My second major issue with the paper is the lack of contextualization of the effects, also known as interpretation. The text references effects on F1 value or trajectory, but it does not relate these effects back to the context. For example, "F1 decreased significantly over the course of the duration of schwa" (l. 416). Does this have any bearing on the hypothesis? Did you expect F1 to fall or rise given the phonetic context?

The lack of interpretation is worsened by a confusion between statistical significance and scientific significance. The first paragraph of the results section calls a 3Hz difference in F1 significant. This sounds more like an algorithmic or other kind of difference, not behavioral. Can you explain why a 3Hz difference matters? What does it mean for F1 to be 3Hz lower in biased sentences? Is the human auditory system sensitive to 3 Hz differences in F1? In line 427, what does it mean for the estimate of the quadratic term to be -75? Can you contextualize the units? In the paragraph in lines 446-460, is it the difference itself, or the SIZE of the difference, that is consistent with previous literature? It is not enough to claim that a difference exists.

Other issues:
Procedures: How many times did each speaker utter each sentence? I'm guessing once, given 64 speakers *80 sentences = 5,120 trials; later in the paper you say 237 (5%) were excluded, and 237/.05 = 4,740, which isn't terribly far off from 5,120?

Linear model results are absent! They are partially discussed in-text without effect sizes.

Finally, I wondered whether the length of the schwa could be interacting with the trajectory, especially the slope. Did you consider interactions between duration and slope in a GCA model? Were there differences in duration between a# and #a? Was there a difference in the production of the vowel "to" depending on the type of schwa that followed (thereby affecting coarticulation)?

References: Bakst & Niziolek 2021 is a better reference than their 2019 conference paper as it contains an additional experiment (possibly relevant to you) and a more thorough interpretation.

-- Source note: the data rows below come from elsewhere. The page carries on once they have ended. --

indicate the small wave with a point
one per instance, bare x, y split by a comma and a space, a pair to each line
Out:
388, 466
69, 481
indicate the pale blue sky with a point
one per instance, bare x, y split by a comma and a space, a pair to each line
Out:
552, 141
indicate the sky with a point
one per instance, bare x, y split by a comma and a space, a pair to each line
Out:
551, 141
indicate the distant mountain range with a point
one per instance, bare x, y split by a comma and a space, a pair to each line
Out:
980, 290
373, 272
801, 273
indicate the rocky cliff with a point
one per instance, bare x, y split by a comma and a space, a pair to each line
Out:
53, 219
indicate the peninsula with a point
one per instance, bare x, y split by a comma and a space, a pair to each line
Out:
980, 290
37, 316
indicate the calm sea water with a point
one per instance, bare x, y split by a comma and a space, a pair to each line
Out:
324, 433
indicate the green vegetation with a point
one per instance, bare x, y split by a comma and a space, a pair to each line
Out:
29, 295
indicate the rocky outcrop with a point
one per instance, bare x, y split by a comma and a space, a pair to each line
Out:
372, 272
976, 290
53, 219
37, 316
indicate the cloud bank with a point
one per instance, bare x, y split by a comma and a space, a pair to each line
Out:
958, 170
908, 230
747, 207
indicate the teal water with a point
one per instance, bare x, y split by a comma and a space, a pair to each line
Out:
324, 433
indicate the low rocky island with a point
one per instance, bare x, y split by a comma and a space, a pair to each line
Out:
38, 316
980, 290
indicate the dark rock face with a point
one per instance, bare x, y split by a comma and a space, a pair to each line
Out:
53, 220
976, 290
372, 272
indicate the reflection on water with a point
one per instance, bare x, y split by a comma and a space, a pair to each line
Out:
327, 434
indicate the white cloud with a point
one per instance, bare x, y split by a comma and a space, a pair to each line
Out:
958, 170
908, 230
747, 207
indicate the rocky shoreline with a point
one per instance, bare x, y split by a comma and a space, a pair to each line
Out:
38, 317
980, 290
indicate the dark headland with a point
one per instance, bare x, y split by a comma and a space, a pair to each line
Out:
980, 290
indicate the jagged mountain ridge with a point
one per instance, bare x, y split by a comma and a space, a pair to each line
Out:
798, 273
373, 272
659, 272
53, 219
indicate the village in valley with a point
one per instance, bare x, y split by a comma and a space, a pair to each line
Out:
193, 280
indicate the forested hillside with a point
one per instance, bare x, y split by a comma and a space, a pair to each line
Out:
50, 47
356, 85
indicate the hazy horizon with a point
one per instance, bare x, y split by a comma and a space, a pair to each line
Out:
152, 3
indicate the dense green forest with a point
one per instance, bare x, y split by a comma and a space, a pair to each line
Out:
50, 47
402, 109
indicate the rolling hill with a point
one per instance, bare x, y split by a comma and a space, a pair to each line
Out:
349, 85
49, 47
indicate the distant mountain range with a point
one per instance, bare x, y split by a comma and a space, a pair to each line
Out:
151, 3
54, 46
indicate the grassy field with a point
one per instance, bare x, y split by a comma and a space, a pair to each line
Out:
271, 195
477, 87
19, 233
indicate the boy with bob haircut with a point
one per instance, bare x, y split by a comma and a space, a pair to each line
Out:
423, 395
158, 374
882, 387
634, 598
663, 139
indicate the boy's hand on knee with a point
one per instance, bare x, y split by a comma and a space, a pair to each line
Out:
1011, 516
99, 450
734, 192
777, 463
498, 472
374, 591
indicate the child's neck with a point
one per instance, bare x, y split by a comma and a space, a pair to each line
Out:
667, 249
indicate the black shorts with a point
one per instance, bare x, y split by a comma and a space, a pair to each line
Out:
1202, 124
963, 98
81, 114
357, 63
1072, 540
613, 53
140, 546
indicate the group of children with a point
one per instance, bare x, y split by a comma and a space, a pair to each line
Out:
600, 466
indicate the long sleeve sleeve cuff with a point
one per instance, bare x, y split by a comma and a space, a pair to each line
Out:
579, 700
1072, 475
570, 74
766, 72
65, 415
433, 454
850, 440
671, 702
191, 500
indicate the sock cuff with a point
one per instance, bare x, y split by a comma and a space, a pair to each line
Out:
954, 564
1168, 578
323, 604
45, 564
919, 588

l. 142: I don't like this "easy/hard" distinction. Easy to--what?
I found this paragraph kind of hard to follow until I read the following paragraph--I now understand why you're making an easy/hard distinction, but I think it'll read a little easier for the reader to follow if you rearrange some of this information.
l. 244 I think you need to explain what cloze data are.
l. 282 Many of your readers will not be familiar with COCA.
l. 306 failed to produce target schwa: how did you determine this? Was the schwa too short or was it totally absent?
l. 317 midpoint of vowel sequence suggests a hypothesis that the preceding vowel and schwa were the same length. Do you have any examples to show?
l. 391 What was the value of the covariate of schwa duration?
l. 402 It's not clear that these schwas are hyperarticulated, but rather are less reduced--I don't think these are the same.

Author Response

Please see the attachment.

Author Response File: Author Response.pdf

Round 2

Reviewer 1 Report

Comments and Suggestions for Authors

The authors have addressed all the points from my previous review.

Some VERY minor comments:

On several occasions, the authors refer to possible parabola shapes as “narrow” and “wide”. Does “narrow” mean shape of the formant track is deeper/more extreme and “wide” mean the formant track is relatively shallow? Maybe clarify these shapes further in the paragraph starting line 398 and ending line 416.

Something else to consider and not a request. It’s possible that some readers may wish to use the authors’ approach in their future work. Would the authors consider including the model code for R in Supplementary Materials?